SMARCB1 in Atypical teratoid rhabdoid tumor
Identification of loss of SMARCB1/INI1 expression in poorly differentiated (PD) chordoma in pediatric patients suggests that PD chordoma is an entity molecularly distinct from conventional chordoma or Atypical teratoid rhabdoid tumor, which is also characterized by loss of SMARCB1/INI1 expression by inactivating mutation of the SMARCB1/INI gene. So far, around 20 cases of pediatric PD chordoma with loss of SMARCB1/INI1 expression have been reported.
Cha et al. report two cases of pediatric PD chordoma with loss of SMARCB1/INI1 expression, which is very rare among the pediatric chordoma types. Both patients presented clival masses on preoperative MRI. Histologically, both tumors had nonclassic histologic features for conventional chordoma: sheets of large epithelioid to spindle cells with vesicular nuclei and prominent nucleoli. Both cases revealed nuclear expression of brachyury, loss of SMARCB1/INI1 expression and lack of embryonal, neuroectodermal, or epithelial component. One case showed heterozygous loss of EWSR1 gene by break-apart fluorescence in situ hybridization that reflected loss of SMARCB1/INI1 gene. Based on the clival location and histologic findings along with the loss of SMARCB1/INI1 expression and positivity for nuclear brachyury staining, the final pathologic diagnosis for both cases was PD chordoma 1).
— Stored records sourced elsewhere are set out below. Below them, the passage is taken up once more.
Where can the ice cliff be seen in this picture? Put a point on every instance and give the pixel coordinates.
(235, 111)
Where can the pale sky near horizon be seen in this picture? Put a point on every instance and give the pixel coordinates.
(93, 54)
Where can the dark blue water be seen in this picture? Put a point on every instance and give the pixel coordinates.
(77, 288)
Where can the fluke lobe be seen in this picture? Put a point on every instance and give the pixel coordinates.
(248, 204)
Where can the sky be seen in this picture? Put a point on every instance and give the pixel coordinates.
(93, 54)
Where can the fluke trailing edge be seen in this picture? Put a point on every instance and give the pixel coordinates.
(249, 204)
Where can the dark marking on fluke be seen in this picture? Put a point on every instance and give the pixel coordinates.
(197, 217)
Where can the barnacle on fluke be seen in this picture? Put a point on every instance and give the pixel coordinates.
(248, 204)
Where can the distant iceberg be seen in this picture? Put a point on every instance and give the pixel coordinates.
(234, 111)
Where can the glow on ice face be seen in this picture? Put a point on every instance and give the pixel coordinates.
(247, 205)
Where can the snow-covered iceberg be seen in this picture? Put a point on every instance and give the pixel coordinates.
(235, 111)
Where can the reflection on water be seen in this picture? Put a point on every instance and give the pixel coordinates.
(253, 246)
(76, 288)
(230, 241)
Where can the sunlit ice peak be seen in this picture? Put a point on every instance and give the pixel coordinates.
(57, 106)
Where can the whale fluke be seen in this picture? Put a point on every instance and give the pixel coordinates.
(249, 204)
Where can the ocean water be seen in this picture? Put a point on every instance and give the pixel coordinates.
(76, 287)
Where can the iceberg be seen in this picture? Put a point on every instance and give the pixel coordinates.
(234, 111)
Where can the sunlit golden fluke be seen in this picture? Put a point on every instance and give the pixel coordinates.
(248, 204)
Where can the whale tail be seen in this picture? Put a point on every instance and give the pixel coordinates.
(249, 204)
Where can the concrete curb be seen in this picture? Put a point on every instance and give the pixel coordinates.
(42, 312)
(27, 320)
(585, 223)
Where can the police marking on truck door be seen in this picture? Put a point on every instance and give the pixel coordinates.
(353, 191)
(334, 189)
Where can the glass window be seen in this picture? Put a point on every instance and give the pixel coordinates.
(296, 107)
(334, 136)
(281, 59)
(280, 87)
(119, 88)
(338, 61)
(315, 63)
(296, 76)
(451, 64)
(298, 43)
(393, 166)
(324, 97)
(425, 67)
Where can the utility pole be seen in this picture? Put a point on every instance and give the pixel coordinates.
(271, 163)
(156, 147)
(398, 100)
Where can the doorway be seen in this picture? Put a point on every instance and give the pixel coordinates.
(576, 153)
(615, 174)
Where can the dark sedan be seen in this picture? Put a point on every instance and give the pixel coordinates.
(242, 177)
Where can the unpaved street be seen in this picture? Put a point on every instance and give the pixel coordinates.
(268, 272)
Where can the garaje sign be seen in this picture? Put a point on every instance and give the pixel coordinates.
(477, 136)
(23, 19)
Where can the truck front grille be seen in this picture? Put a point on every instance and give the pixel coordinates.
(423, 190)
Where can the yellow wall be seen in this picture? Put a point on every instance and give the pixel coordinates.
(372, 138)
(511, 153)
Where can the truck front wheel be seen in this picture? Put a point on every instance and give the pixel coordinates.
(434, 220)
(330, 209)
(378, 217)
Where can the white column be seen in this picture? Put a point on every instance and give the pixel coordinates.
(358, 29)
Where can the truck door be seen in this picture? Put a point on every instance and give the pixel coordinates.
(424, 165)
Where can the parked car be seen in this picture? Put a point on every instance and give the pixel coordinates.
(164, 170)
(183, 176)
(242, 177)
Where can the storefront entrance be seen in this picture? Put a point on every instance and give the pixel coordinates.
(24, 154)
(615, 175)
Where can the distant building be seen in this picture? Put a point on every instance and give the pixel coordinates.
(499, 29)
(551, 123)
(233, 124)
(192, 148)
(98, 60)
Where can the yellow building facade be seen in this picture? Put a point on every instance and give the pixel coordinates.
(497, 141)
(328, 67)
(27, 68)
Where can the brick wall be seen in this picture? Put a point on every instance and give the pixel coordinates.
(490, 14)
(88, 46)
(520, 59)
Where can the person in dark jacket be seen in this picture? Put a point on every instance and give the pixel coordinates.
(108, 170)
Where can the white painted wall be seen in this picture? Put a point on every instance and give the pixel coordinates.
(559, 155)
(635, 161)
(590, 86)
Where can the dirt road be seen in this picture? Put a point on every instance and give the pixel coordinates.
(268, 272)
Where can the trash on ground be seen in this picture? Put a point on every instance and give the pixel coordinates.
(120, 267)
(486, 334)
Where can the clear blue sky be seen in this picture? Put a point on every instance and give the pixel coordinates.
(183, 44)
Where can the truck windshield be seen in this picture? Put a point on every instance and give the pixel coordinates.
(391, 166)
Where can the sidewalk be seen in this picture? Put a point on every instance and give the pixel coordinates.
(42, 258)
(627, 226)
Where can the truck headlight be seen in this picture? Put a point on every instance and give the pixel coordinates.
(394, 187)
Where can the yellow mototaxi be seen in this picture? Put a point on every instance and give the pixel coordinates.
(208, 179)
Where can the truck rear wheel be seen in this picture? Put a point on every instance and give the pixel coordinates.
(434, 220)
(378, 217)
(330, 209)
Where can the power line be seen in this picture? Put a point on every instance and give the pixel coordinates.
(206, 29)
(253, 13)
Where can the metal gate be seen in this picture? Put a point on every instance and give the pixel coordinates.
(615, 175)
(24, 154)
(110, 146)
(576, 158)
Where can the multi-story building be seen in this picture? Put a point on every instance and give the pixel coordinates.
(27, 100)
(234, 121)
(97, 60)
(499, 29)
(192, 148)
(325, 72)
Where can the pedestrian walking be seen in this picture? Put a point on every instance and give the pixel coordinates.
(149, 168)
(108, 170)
In a study, Torchia et al analyzed 191 primary Atypical teratoid rhabdoid tumor ATRTs and 10 ATRT cell lines to define the genomic and epigenomic landscape of ATRTs and identify subgroup-specific therapeutic targets. They found ATRTs segregated into three epigenetic subgroups with distinct genomic profiles, SMARCB1 genotypes, and chromatin landscape that correlated with differential cellular responses to a panel of signaling and epigenetic inhibitors. Significantly, they discovered that differential methylation of a PDGFRB-associated enhancer confers specific sensitivity of group 2 ATRT cells to dasatinib and nilotinib, and suggest that these are promising therapies for this highly lethal ATRT subtype 2).